August 2005: Die Alten
     
    Und was war natürlicher, als daß schließlich auch die Alten zum Mars kamen, daß sie dem Beispiel der lauten Pioniere und der Anspruchsvollen und der berufsmäßigen Reisenden und romantischen Ideenverfechter folgten.
    Und so zogen sie los; die ausgetrockneten, pergamenthäutigen Leute, die Leute, die ihre Zeit damit verbringen, ihren Herztönen nachzulauschen und sich den Puls zu fühlen und Sirup in ihren faltigen Mund zu löffeln, Leute, die einst im November ihre Rollstühle nach Kalifornien gerichtet und im April drittklassige Dampfer nach Italien genommen hatten, die ausgetrockneten Aprikosen glichen, und Mumien – sie kamen schließlich auch zum Mars.

September 2005: Der Marsianer
     
    Die blauen Berge ragten im Regen auf, und der Regen rauschte in Sturzbächen in die langen Kanäle, und der alte LaFarge und seine Frau kamen vor das Haus und sahen zu.
    »Der erste Regen dieses Jahr«, bemerkte LaFarge.

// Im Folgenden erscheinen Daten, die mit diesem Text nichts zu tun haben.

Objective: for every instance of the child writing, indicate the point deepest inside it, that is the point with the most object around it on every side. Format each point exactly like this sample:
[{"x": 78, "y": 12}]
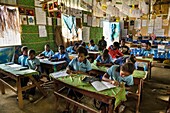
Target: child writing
[
  {"x": 93, "y": 46},
  {"x": 114, "y": 50},
  {"x": 61, "y": 55},
  {"x": 33, "y": 63},
  {"x": 79, "y": 65},
  {"x": 72, "y": 49},
  {"x": 105, "y": 59},
  {"x": 47, "y": 52}
]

    »Tut gut«, sagte seine Frau.
    »Sehr willkommen.«
    Sie schlossen die Tür. Drinnen wärmten sie sich die Hände über einem Feuer. Sie schauderten zusammen. Durch das Fenster sahen sie den Regen an den Flanken der Rakete schimmern, in der sie von der Erde gekommen waren.
    »Nur etwas stört mich«, sagte LaFarge und betrachtete seine Hände.
    »Was denn?« fragte seine Frau.
    »Ich wünschte, wir hätten Tom mitbringen können.«
    »Also, Lafe!«
    »Ich fang nicht wieder davon an; es tut mir leid.«
    »Wir sind hierhergekommen, um unser Leben zu beschließen und nicht mehr an Tom zu denken. Er ist jetzt schon so lange tot, daß wir wirklich versuchen sollten, ihn zu vergessen – ihn und überhaupt alles auf der Erde.«
    »Du hast recht«, sagte er und hielt seine Hände wieder in die Hitze. Er starrte ins Feuer. »Ich will nicht mehr davon reden. Mir fehlt wohl die Fahrt zum Grünen Park jeden Sonntag, wo wir Blumen auf seinen Grabstein gelegt haben. Woanders sind wir gar nicht mehr hingefahren.«
    Der blaue Regen rauschte leise auf das Dach.
    Um neun Uhr gingen sie zu Bett und lagen stumm nebeneinander, Hand in Hand, in der Dunkelheit des Regens; er fünfundfünfzig, sie sechzig.
    »Anna?« sagte er leise.
    »Ja?« erwiderte sie.
    »Hast du nichts gehört?«
    Beide lauschten in den Regen und den Wind.
    »Nichts«, sagte sie.
    »Da pfeift jemand«, sagte er.
    »Nein, ich habe nichts gehört.«
    »Ich stehe auf und sehe nach.«
    Er zog seinen Morgenmantel über und ging zur Tür. Zögernd öffnete er sie, und der Regen traf ihn kalt ins Gesicht. Der Wind wehte.
    Im Hof stand eine kleine Gestalt.
    Ein Blitz spaltete den Himmel, und grelles Licht erhellte das Gesicht, das den alten LaFarge ansah.
    »Wer ist da?« rief LaFarge zitternd.
    Keine Antwort.
    »Wer sind Sie? Was wollen Sie!«
    Schweigen.
    Er fühlte sich sehr schwach und müde und starr. »Wer sind Sie?« rief er.